5. After the project opens:
   For IAR: Select the “Debug” Build from the workspace menu if not already selected. For Crossworks: Select the “Project Explorer” sub-window if not already selected.

6.  Next building the project:
   For IAR: Select “Project > Make” or press F7 to build the µEZ library project.
   For Crossworks: Select “Build->Build…” or press F7 to build the µEZ library project.
   Figure 8:
   Building the μEZ library project

7. After the build process is complete, there should be no errors.
   Figure 9:
   Build Finished
   

8. Close the IDE.

9. Next open up the actual start here project by navigating to the appropriate location: For IAR the workspace file is at StartHere\Build\uEZGUI_4088_43WQN\IAR\uEZGUI_StartHere.eww.
   For Crossworks the project file is at StartHere\Build\uEZGUI_4088_43WQN\Crossworks\uEZGUI_StartHere.hzp.
   Figure 10:
   Start Here Project Locations

10. Verify that the Debug build is selected to match the library project.

11. If using IAR, proceed to step 12, otherwise proceed to step 15.

12. Right click the main project name in the workspace and select “Options”
    Figure 11:
    Debug Settings

13. Select “Debugger” and verify that the “Driver” is set to “J-Link/J-Trace”.
    Figure 12:
    Debug Settings

14. Click the [OK] button to exit the dialog. Proceed to step 17

15. If using Crossworks, proceed to step 16, otherwise proceed to step 17.

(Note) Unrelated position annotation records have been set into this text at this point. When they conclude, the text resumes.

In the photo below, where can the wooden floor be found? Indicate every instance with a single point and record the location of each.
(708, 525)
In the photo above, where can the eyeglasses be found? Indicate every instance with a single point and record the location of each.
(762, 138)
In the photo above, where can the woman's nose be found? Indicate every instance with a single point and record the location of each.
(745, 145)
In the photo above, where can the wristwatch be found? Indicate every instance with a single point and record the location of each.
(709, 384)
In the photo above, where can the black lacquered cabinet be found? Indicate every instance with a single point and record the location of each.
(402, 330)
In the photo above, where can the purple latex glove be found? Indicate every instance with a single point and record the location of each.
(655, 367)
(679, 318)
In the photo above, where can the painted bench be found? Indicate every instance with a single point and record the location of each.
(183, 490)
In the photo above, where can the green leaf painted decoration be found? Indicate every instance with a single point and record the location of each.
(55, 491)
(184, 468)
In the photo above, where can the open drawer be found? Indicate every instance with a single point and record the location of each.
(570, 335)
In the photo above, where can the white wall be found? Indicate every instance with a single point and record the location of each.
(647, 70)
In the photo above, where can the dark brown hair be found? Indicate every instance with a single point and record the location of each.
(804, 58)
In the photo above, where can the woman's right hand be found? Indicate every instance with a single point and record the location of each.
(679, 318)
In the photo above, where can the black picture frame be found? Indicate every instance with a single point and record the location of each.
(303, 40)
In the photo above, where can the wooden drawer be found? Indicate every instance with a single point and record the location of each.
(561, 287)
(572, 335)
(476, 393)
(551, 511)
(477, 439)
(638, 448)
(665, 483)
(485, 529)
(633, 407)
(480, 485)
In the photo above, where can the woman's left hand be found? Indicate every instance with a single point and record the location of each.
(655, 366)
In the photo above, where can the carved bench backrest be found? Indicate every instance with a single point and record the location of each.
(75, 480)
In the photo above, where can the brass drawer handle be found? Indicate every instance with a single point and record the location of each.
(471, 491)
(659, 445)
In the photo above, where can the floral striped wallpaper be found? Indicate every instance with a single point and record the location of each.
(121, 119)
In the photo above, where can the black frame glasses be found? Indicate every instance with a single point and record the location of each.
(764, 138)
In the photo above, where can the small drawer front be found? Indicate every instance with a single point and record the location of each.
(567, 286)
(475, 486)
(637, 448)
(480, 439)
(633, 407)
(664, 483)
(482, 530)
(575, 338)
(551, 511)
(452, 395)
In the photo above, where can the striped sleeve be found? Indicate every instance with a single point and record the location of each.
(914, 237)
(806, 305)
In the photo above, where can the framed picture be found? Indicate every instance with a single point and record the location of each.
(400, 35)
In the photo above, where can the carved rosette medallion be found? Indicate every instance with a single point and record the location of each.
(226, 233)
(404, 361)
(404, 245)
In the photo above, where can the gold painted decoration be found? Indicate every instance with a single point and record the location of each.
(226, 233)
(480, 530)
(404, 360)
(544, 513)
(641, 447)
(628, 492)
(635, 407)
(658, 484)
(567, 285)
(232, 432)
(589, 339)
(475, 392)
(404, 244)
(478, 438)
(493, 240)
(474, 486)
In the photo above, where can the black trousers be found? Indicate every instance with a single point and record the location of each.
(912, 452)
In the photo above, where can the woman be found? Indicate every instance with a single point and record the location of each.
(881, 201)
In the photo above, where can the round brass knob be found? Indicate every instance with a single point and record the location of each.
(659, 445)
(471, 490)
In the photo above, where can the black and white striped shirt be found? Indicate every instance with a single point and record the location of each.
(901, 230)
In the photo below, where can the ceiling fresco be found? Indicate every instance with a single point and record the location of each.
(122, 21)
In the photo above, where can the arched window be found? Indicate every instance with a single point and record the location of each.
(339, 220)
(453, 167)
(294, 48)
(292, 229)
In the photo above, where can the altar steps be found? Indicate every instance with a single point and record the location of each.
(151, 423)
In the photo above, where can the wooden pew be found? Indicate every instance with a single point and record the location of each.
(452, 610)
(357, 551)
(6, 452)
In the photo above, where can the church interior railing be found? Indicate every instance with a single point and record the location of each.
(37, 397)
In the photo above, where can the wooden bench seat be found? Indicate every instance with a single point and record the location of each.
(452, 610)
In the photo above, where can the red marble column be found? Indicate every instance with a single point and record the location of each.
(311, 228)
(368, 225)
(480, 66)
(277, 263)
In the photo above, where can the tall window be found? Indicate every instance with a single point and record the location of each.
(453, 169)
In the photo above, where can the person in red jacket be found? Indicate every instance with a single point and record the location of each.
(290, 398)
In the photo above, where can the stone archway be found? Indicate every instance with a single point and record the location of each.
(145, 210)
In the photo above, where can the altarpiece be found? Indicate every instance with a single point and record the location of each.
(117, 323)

16. Click “Target > Connect > SEGGER J-Link” from the drop down menu. This activates the J-Link probe.
    Figure 13:
    Debug Settings

17. Build (if needed), download and run the project following the respective IDE steps. For IAR: Press [Ctrl]+[D] or select “Project > Download and Debug” from the menu at the top.
    For Crossworks: Press [F5] or select “Debug > Go” from the menu at the top.

18. If the debugger has halted on a breakpoint, press [F5] to make the project run.
    After the project is running on the µEZ GUI, a simple window is shown with three text bars.
    Figure 14:
    Initial project
    To see where the window is developed, examine the folder structure of the initial project.
    Figure 15:
    File Hierarchy

All of the source code used to provide functionality to the project is within the “Source\App” directory. The “Source\App\emWin” directory contains the code that uses emWin to create and manage windows and other graphic designs for the GUI.

Adding a Button to the Home Screen
To demonstrate the process for adding widgets to a window, this section will walk you through the steps to create a button on the home screen which, once pressed, will open to a new window. To begin, open the HomeScreen.c file in the emWin directory. The HomeScreen.c file contains the information that is used to create a window and any widgets (buttons, etc) that will load with the window. The beginning of the file contains the #includes and a list of definitions that define the ID, size, and position of each object within the window including the window itself. In the next section, “Local Data”, there are two array variables which define the window and widgets and associate callback functions to them. The first array,
_iHomeScreenDialog[ ], is an emWin array that holds the ID, position, and size for each widget. The second array, HomeScreenMapping[ ] is a µEZ array which holds their text label, color, font, and callback functions.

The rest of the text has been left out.